Ein Dorf lag noch auf unserem Besichtigungsplan. Jedoch befand es sich weit oben in den Bergen. So fuhren wir denn erst einmal nach Mazar zurück, um uns einen Führer zu holen. Denn unser Weg sollte entlang von Minenfeldern führen, und so war es besser, auch jemanden dabei zu haben, der wusste, wo die Minen lagen. Da es bereits Mittag war, nahmen wir noch ein paar Wassermelonen mit auf die Fahrt. In einem der südlichen Vororte von Mazar fanden wir dann unseren Führer. Und ab ging die Fahrt in die Berge.  

 

In den Engen Gassen der Vororte kamen unsere Jeeps kaum durch und manch Fahrradfahrer musste sich mit einem Sprung gegen die Wand vor Sultans Fahrkünsten retten. Bald lagen die letzten Hütten hinter uns und eine Schotterpiste zog sich in Richtung Berge. Sultan fuhr mittlerweile neben der Straße - das war einfach bequemer. Unterwegs überholten wir dann einen "Taliban-Jeep", auch wenn der Wagen wohl eher zu einem Warlord der Nordallianz gehörte. Aber die Jungs waren friedlich und ich war froh, dass ich trotz der Schlaglöcher während der Fahrt dieses Bild hinbekam.

Wir fuhren über ein Staubpiste südlich des Flughafens von Mazar auf die Berge zu. Im Wagen war es brütend heiß und die Zeit dehnte sich wie Kaugummi. Immer wieder kamen wir in die Staubwolke des vorausfahrenden Wagens mit Rupert, Taj und unserem Führer. Ich fuhr mit Ulrich und Sultan im zweiten Wagen. Nach über einer Stunde erreichten wir dann langsam den Fuß der Berge - zumindest die ersten Getreidefelder der Bergdörfer.  

 

In den Felsen neben unserem Weg waren immer wieder Löcher zu sehen - Unterschlupf der Nordallianz, die in diesem Bereich ihren Rückzugsraum hatte. Von unserem Weg war aber auch nicht mehr viel geblieben: Wir fuhren nun in einem ausgetrockneten Flußbett und auf staubigen Pfaden über tiefen Landeinschnitten dahin. Unterwegs überholten wir sogar einen LKW, der sich hier seinen Weg durch Gelände bahnte, dass selbst den ausgewachsenen Geländewagen richtige Probleme bereitete.

Nach einer endlos erscheinenden Fahrt dann der Fuß der Berge.
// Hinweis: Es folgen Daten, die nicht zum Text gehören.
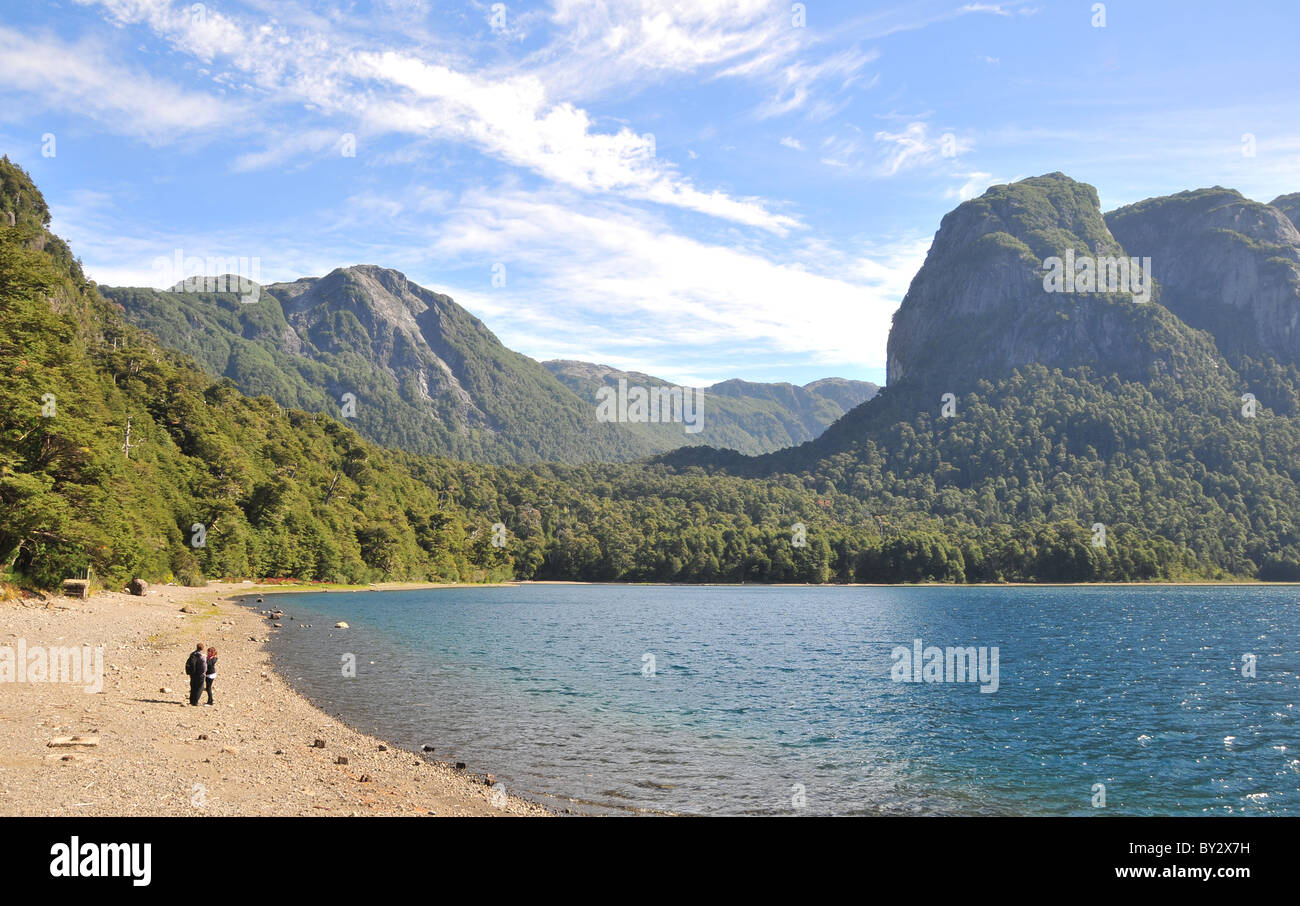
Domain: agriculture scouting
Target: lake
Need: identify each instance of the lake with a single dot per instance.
(784, 701)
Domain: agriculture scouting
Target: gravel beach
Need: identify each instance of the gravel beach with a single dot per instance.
(138, 748)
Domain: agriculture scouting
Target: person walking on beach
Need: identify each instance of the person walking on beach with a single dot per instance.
(212, 671)
(198, 670)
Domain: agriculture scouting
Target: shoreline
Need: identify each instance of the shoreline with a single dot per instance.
(156, 755)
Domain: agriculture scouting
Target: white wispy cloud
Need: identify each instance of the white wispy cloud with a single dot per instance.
(671, 291)
(85, 77)
(512, 118)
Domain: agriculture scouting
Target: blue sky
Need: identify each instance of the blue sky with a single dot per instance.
(697, 190)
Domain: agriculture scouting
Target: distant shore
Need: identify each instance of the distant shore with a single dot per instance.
(154, 754)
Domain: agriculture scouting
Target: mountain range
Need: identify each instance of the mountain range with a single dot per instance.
(1032, 428)
(427, 376)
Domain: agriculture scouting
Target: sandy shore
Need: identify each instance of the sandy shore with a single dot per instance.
(251, 754)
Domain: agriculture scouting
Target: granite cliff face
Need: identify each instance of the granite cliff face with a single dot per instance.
(425, 375)
(1225, 264)
(978, 308)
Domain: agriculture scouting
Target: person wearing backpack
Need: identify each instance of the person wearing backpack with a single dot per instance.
(198, 670)
(211, 672)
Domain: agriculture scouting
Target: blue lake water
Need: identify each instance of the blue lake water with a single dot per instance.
(783, 699)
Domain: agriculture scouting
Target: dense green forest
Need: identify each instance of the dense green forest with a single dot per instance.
(1010, 488)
Zu unserer Überraschung stande am Eingang eines kleinen Tales gut fünzig Panzer in der Sonne und präsentierten ihre Rohre. Sultan fuhr ungerührt daran vorbei - die Panzer eines Warlords, die von der ISAF nach hier oben verbannt worden waren. Hinter der "Paradefläche" folgte dann eine schmale Schlucht, durch die sich das Bett eines Flusses zog. Wir fuhren an Eselskarawanen vorbei in die Welt der Berge...  

 

Langsam wurde mir bewusst, warum dieses Gebiet Rückzugsraum der Nordallianz war: die Schlucht war sehr gut gegen anrückende Feinde zur verteidigen. Am Ende der Schluchte stand das Wrack eines Panzers, der den Eingang des Tales ganz allein sehr gut verteidigen konnte. Wir fuhren weiter durch das ausgewaschene Flußbett. Bisher waren wir noch nicht mit Minenfeldern in Kontakt gekommen. Mittag war längst vorbei und die Sonne hatte uns allen sehr stark zugesetzt. Aber noch war keine Zeit für Pausen.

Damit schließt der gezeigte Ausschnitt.